In other developments:

  • American soldiers backed by helicopters and armored vehicles fought off coordinated attacks by Saddam loyalists until dawn Friday after an ambush killed three U.S. troops and wounded two others near the ousted dictator's hometown. In the aftermath, a U.S. commander said American troops captured 40 suspected Iraqi guerrillas following the night-long battle.
  • American soldiers in northern Iraq fired on a car carrying the Italian official heading up U.S. efforts to recover Iraq's looted antiquities, killing the man's interpreter, officials said Friday in Rome. The Italian, Pietro Cordone, was unhurt. A foreign ministry official said it appeared the car's driver didn't understand the signals that the American troops were giving, and that the American's didn't understand what the car was trying to do.
  • Secretary of State Colin Powell said Friday that a visit to post-war Iraq has convinced him that Iraqis are embracing freedom and heading toward democracy, and he pledged U.S. forces will stay until the country is fully democratic.
  • New mass graves were found in the holy Shiite city of Cabala under the al-Husseini Hospital, reports CBS News' Lisa Barron.
  • Top American scientists assigned to the weapons hunt in Iraq found no evidence Saddam Hussein's regime was making or stockpiling smallpox, The Associated Press has learned from senior military officers involved in the search.
  • Massachusetts Democratic Sen. Edward Kennedy said Thursday that the case for going to war against Iraq was a fraud "made up in Texas" to give Republicans a political boost.

    The attacks near Tikrit, described by U.S. officers as rare in their length and intensity, were part of a series of ambushes Thursday, and the ongoing violence has raised questions about the Bush administration's handling of postwar Iraq.

    They took place a day after Al-Arabiya television broadcast an audiotape purportedly by Saddam calling on Iraqis to step up attacks against U.S. troops.

    Three soldiers from the Army's 4th Infantry Division were killed Thursday night when attackers ambushed their patrol in the village of Uja, just five miles south of the center of Tikrit, Lt. Col. William McDonald said. Uja was Saddam's birthplace.

    The ambush occurred as the soldiers were investigating a site believed to be used to launch rocket-propelled grenades at American military convoys.

    At about the same time, Saddam loyalists attacked two base camps with rocket propelled grenades and heavy machine gun fire, according to Col. James Hickey.

    "The attack was beaten off," Hickey said. "We repositioned ourselves and immediately returned fire and counterattacked with ground and air forces and mechanized infantry."

    Although U.S. troops in Tikrit regularly come under attack, Hickey said Thursday's assault was unusual.

    "We have seen instances of coordinated attacks two times in the past out of the scores of ambushes.
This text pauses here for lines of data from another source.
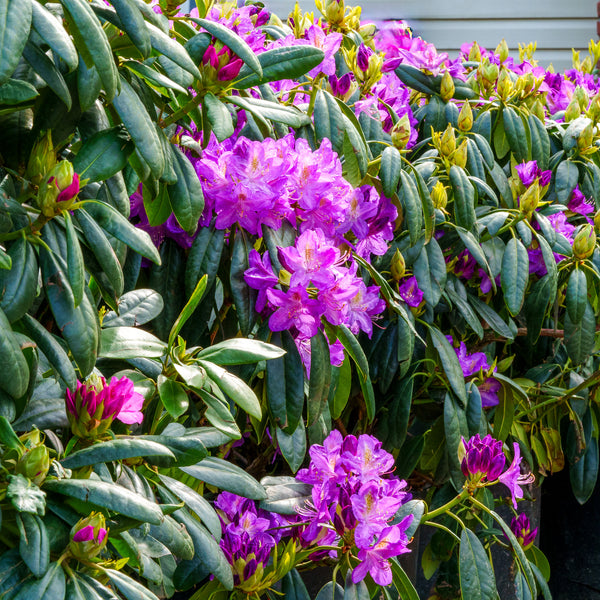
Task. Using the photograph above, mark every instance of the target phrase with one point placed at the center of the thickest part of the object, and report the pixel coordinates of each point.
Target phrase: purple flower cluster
(320, 285)
(353, 505)
(483, 462)
(250, 535)
(475, 363)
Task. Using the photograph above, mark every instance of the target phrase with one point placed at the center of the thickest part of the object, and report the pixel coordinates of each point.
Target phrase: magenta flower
(512, 477)
(521, 527)
(94, 405)
(483, 458)
(86, 534)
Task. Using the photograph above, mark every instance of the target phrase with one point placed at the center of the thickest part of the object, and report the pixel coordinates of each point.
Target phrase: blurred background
(556, 25)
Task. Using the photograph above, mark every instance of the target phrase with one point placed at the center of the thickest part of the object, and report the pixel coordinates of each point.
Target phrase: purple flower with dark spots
(521, 527)
(410, 292)
(512, 477)
(483, 458)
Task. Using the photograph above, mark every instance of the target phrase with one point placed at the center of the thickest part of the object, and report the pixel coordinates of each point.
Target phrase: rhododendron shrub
(276, 291)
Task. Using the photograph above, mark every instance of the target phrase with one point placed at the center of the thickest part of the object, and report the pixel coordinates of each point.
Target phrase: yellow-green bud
(447, 87)
(573, 111)
(439, 196)
(34, 464)
(465, 117)
(530, 199)
(459, 158)
(505, 85)
(448, 144)
(584, 242)
(475, 53)
(502, 50)
(398, 266)
(88, 537)
(401, 132)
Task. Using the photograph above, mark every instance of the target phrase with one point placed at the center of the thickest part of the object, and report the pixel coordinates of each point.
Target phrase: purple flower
(483, 458)
(512, 477)
(410, 292)
(521, 527)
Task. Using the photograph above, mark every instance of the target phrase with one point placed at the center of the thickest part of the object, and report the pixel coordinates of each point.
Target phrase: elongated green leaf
(226, 476)
(450, 363)
(111, 496)
(15, 21)
(130, 342)
(46, 69)
(188, 309)
(514, 275)
(118, 226)
(92, 43)
(576, 296)
(233, 41)
(234, 387)
(289, 62)
(19, 284)
(117, 449)
(464, 198)
(477, 580)
(104, 154)
(135, 117)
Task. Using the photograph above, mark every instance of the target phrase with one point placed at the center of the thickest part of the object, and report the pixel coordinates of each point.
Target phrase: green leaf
(19, 284)
(130, 588)
(34, 546)
(288, 62)
(517, 134)
(234, 387)
(464, 198)
(51, 587)
(130, 342)
(92, 43)
(218, 116)
(47, 71)
(320, 377)
(514, 275)
(135, 117)
(113, 222)
(233, 41)
(134, 25)
(580, 337)
(450, 363)
(240, 351)
(52, 349)
(293, 446)
(173, 396)
(196, 503)
(477, 580)
(456, 428)
(226, 476)
(15, 379)
(566, 178)
(15, 91)
(15, 22)
(110, 496)
(188, 309)
(135, 308)
(186, 195)
(50, 29)
(25, 496)
(116, 449)
(104, 154)
(265, 109)
(102, 249)
(576, 296)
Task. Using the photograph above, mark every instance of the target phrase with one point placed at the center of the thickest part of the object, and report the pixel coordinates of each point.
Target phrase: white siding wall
(556, 25)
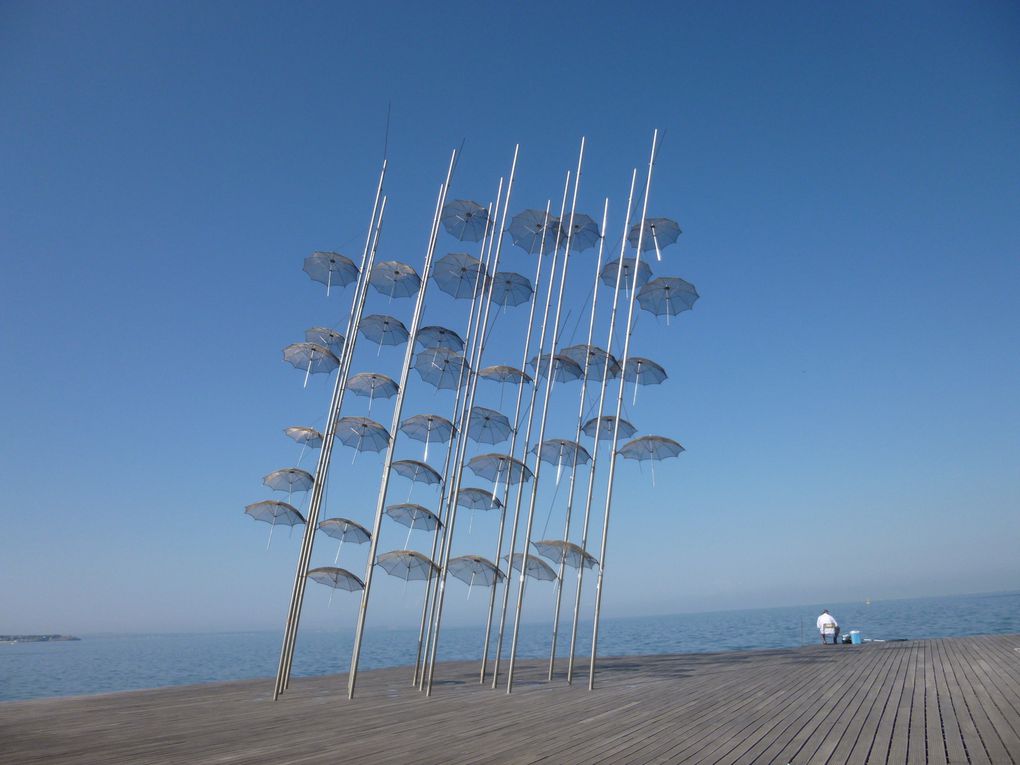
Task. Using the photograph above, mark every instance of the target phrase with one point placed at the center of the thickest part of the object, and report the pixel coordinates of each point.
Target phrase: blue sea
(105, 663)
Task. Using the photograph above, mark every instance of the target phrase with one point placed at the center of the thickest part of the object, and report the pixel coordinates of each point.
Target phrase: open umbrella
(565, 552)
(330, 268)
(439, 337)
(311, 357)
(659, 233)
(527, 228)
(336, 578)
(465, 219)
(395, 279)
(273, 512)
(373, 386)
(652, 448)
(459, 274)
(427, 427)
(533, 567)
(345, 530)
(667, 296)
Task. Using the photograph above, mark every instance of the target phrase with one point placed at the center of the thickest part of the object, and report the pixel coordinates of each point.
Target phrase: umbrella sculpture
(459, 274)
(472, 569)
(533, 567)
(650, 448)
(323, 336)
(373, 386)
(596, 358)
(273, 512)
(527, 228)
(606, 429)
(427, 427)
(465, 219)
(488, 426)
(608, 273)
(439, 337)
(413, 516)
(311, 357)
(585, 233)
(565, 552)
(383, 329)
(659, 233)
(395, 279)
(510, 290)
(440, 367)
(330, 268)
(667, 296)
(643, 372)
(336, 578)
(362, 435)
(345, 530)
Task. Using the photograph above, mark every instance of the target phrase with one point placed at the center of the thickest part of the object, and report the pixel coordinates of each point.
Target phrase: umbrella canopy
(407, 564)
(596, 359)
(488, 426)
(565, 369)
(323, 336)
(477, 499)
(465, 219)
(584, 235)
(330, 268)
(667, 296)
(440, 367)
(395, 279)
(417, 471)
(362, 434)
(459, 274)
(473, 569)
(289, 479)
(565, 552)
(533, 567)
(608, 272)
(606, 428)
(659, 233)
(338, 578)
(386, 330)
(527, 228)
(413, 516)
(510, 290)
(311, 358)
(439, 337)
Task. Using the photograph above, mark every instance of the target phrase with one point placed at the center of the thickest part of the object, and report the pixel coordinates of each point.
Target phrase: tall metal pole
(513, 447)
(580, 420)
(527, 432)
(537, 471)
(397, 411)
(297, 594)
(619, 411)
(472, 384)
(598, 427)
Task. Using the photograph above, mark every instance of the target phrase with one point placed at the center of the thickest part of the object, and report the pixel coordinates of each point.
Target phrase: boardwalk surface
(942, 701)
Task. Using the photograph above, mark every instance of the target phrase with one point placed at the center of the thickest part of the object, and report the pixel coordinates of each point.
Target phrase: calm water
(105, 663)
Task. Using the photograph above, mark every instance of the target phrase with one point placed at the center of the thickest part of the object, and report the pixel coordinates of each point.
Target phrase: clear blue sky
(848, 388)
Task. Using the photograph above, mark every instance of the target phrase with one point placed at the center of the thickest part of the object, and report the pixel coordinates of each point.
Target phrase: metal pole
(283, 671)
(580, 418)
(527, 432)
(397, 411)
(513, 447)
(542, 430)
(598, 427)
(619, 411)
(473, 385)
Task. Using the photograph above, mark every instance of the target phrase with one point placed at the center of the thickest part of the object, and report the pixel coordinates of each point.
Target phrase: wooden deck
(944, 701)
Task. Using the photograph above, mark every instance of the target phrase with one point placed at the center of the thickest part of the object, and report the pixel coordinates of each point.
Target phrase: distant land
(37, 638)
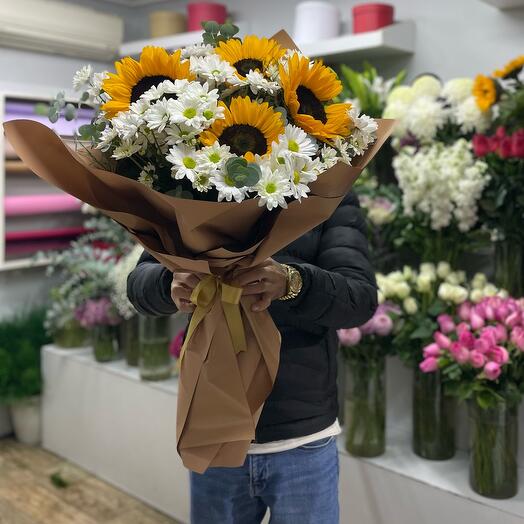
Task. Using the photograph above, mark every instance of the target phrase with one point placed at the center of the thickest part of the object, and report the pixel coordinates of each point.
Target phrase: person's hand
(267, 280)
(181, 288)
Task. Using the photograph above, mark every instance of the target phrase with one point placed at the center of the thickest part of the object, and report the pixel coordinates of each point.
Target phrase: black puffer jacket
(339, 291)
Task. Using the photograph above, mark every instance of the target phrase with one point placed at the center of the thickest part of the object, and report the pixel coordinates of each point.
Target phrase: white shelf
(396, 39)
(133, 48)
(505, 4)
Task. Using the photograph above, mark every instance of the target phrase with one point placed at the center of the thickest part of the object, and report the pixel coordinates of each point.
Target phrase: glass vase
(105, 343)
(509, 267)
(365, 407)
(155, 362)
(129, 341)
(493, 469)
(71, 335)
(434, 416)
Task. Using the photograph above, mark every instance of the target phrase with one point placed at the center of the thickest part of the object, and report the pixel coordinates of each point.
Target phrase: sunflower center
(248, 64)
(243, 138)
(146, 83)
(310, 104)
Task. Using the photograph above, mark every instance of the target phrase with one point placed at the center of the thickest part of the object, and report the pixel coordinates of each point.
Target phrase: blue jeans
(299, 486)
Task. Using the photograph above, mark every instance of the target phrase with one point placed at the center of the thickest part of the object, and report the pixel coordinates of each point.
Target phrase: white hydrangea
(442, 182)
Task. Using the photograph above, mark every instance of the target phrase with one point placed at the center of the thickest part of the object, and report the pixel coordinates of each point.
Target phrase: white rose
(443, 269)
(410, 305)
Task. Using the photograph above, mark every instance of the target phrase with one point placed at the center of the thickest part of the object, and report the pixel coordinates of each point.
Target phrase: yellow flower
(133, 78)
(252, 53)
(248, 128)
(510, 67)
(485, 92)
(305, 91)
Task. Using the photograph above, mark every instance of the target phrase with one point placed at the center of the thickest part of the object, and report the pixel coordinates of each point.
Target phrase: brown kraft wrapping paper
(221, 393)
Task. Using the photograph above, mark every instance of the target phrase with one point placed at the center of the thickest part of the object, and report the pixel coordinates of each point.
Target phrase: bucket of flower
(213, 157)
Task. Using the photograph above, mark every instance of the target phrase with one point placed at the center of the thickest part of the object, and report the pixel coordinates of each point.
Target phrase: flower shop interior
(429, 388)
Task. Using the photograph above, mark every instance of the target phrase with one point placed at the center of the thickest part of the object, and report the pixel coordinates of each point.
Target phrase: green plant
(21, 338)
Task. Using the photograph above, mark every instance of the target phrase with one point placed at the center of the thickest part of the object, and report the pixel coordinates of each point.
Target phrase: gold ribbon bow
(203, 296)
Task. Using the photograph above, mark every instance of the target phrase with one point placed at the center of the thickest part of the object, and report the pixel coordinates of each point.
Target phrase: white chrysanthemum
(125, 150)
(470, 118)
(426, 86)
(272, 188)
(295, 142)
(127, 124)
(158, 115)
(364, 130)
(257, 82)
(197, 50)
(226, 188)
(107, 137)
(165, 88)
(82, 77)
(184, 162)
(425, 117)
(457, 90)
(302, 171)
(402, 94)
(212, 69)
(212, 158)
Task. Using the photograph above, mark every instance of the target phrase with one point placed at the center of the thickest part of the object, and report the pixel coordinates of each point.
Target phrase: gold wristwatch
(294, 283)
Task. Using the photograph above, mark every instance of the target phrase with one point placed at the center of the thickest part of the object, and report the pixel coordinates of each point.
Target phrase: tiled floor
(27, 495)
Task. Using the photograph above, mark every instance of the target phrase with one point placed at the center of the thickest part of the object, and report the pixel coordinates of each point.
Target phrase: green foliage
(21, 338)
(215, 33)
(242, 172)
(368, 87)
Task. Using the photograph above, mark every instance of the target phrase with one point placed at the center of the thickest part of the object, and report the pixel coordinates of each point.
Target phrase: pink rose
(492, 371)
(517, 144)
(517, 337)
(446, 323)
(481, 145)
(498, 354)
(429, 365)
(349, 337)
(459, 352)
(477, 359)
(476, 320)
(464, 311)
(442, 340)
(431, 350)
(382, 324)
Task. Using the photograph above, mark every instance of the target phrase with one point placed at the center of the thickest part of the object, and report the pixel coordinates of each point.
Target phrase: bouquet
(215, 149)
(502, 149)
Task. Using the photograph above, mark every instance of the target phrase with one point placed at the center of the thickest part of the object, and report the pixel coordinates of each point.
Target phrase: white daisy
(257, 82)
(212, 158)
(212, 68)
(125, 150)
(295, 142)
(184, 162)
(158, 115)
(272, 188)
(226, 188)
(82, 77)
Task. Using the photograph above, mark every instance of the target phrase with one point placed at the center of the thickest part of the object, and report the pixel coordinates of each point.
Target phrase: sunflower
(248, 128)
(252, 53)
(133, 78)
(305, 91)
(511, 67)
(485, 92)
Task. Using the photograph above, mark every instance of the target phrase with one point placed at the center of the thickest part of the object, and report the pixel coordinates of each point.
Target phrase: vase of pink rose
(100, 318)
(482, 361)
(365, 349)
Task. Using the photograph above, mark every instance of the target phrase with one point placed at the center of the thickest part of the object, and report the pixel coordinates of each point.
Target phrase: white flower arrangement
(427, 106)
(443, 182)
(235, 118)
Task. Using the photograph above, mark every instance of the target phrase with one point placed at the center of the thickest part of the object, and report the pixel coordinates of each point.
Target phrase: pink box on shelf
(198, 12)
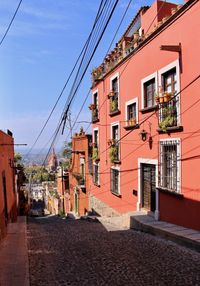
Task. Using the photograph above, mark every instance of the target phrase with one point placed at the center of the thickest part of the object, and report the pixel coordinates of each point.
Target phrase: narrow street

But this one was coordinated and this something that worrying us and we are paying attention to it," Hickey said.

    Powell, writing Friday in The Asian Wall Street Journal, said it will take time and money to finish the job in Iraq.

    "Iraqis are on the road to democratic self-government," Powell wrote. "We will stay as long as it takes to turn full responsibility for governing Iraq over to a capable and democratically elected Iraqi administration."

    "What I saw there convinced me, more than ever, that our liberation of Iraq was in the best interests of the Iraqi people, the American people, and the world," he said, adding that Iraqi's government council is taking its first step toward drawing up a democratic constitution.

    Iraqis have come a long way since the days when Saddam was "filling mass graves with his opponents," Powell said, pointing to signs of freedom ranging from opinion-filled newspapers to parent groups forming to seek influence in their local school systems.

    Witnesses said three of the mass graves in Cabala were discovered accidentally when city workers who were repairing water pipes in the hospital found a large number of skeletons. Work at the site has stopped, while the graves are being investigated. Saddam's forces executed tens of thousands of people after a failed Shiite Muslim uprising in 1991.